# Subtraction of Divisors obeys Distributive Law

## Theorem

In the words of Euclid:

If a number be that part of a number, which a number subtracted is of a number subtracted, the remainder will also be the same part of the remainder that that the whole is of the whole.

In modern algebraic language:

$a = \dfrac 1 n b, c = \dfrac 1 n d \implies a - c = \dfrac 1 n \paren {b - d}$

## Euclid's Proof

Let $AB$ be that aliquot part of the (natural) number $CD$ which $AE$ subtracted is of $CF$ subtracted.

We need to show that the remainder $EB$ is also the same part of the number $CD$ which $AE$ subtracted is of $CF$ subtracted. Whatever part $AE$ is of $CF$, let the same part $EB$ be of $CG$.

Then from Proposition $5$ of Book $\text{VII}$: Divisors obey Distributive Law, whatever aliquot part $AE$ is of $CF$, the same aliquot part also is $AB$ of $GF$.

But whatever aliquot part $AE$ is of $CF$, the same aliquot part also is $AB$ of $CD$, by hypothesis.

Therefore, whatever aliquot part $AB$ is of $GF$, the same aliquot part is it of $CD$ also.

Therefore $GF = CD$.

Let $CF$ be subtracted from each.

Therefore $GC = FD$.

We have that whatever aliquot part $AE$ is of $CF$, the same aliquot part also is $EB$ of $CG$

Therefore whatever aliquot part $AE$ is of $CF$, the same aliquot part also is $EB$ of $FD$.

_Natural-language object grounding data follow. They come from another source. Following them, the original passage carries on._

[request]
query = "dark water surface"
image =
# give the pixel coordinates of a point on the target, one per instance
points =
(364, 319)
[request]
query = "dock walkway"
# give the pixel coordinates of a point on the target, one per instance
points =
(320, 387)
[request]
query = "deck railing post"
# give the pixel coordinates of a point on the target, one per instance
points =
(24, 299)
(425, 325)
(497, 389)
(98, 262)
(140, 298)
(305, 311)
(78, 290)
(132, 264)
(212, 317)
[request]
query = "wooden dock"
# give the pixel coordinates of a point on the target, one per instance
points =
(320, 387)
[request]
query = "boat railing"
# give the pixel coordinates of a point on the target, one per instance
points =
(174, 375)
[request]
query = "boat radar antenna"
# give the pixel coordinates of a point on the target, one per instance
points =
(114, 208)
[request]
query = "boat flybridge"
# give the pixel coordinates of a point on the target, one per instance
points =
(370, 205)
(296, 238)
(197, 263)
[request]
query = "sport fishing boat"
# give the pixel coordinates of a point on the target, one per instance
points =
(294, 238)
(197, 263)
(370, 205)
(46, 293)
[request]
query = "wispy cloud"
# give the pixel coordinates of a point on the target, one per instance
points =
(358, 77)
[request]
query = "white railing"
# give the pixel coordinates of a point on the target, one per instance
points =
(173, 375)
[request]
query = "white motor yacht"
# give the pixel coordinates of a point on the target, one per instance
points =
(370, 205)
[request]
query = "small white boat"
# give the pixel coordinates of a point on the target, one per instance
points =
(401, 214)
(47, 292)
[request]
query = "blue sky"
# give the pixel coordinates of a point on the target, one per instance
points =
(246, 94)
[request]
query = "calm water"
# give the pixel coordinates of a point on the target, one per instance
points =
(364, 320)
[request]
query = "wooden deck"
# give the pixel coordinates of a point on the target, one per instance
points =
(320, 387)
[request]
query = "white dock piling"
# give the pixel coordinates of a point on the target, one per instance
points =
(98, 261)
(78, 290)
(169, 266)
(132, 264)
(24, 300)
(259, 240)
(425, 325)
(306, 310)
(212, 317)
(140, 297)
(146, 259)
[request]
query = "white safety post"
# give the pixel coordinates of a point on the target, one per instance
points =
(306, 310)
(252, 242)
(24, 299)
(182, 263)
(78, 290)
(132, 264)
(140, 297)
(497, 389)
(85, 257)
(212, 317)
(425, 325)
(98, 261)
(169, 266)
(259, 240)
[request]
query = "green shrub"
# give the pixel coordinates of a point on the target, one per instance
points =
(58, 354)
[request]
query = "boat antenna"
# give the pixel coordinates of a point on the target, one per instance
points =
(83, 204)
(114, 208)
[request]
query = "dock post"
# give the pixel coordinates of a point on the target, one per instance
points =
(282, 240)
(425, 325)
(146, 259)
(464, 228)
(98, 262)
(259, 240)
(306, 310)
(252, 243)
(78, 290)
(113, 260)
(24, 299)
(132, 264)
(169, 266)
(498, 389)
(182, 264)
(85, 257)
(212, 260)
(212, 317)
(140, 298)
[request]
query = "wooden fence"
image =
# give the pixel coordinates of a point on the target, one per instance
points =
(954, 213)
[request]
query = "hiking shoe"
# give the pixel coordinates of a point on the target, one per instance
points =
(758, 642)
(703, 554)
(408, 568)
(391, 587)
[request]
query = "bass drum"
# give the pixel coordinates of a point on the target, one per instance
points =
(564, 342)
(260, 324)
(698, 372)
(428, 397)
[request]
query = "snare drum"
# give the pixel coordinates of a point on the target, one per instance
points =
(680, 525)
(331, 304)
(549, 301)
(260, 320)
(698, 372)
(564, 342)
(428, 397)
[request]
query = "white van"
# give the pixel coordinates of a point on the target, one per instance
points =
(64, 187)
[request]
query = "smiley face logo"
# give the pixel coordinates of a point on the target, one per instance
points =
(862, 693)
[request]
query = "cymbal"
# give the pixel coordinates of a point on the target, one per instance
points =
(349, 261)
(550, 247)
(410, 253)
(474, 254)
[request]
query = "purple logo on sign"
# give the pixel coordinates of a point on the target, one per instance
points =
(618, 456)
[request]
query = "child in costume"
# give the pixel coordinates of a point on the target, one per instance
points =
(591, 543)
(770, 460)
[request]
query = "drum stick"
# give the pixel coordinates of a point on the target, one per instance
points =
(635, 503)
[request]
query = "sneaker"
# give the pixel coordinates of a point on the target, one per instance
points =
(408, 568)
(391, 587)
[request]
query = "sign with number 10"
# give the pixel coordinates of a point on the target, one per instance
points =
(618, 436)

But whatever aliquot part $AE$ is of $CF$, the same aliquot part also is $AB$ of $CD$.

Therefore the remainder $EB$ is the same aliquot part of the remainder $FD$ that the whole $AB$ is of the whole $CD$.

$\blacksquare$

## Modern Proof

A direct application of the Distributive Property:

 $\ds \frac 1 n b - \frac 1 n d$ $=$ $\ds \frac 1 n b + \frac 1 n \paren {-d}$ $\ds$ $=$ $\ds \frac 1 n \paren {b + \paren {-d} }$ $\ds$ $=$ $\ds \frac 1 n \paren {b - d}$

$\blacksquare$

## Historical Note

This proof is Proposition $7$ of Book $\text{VII}$ of Euclid's The Elements.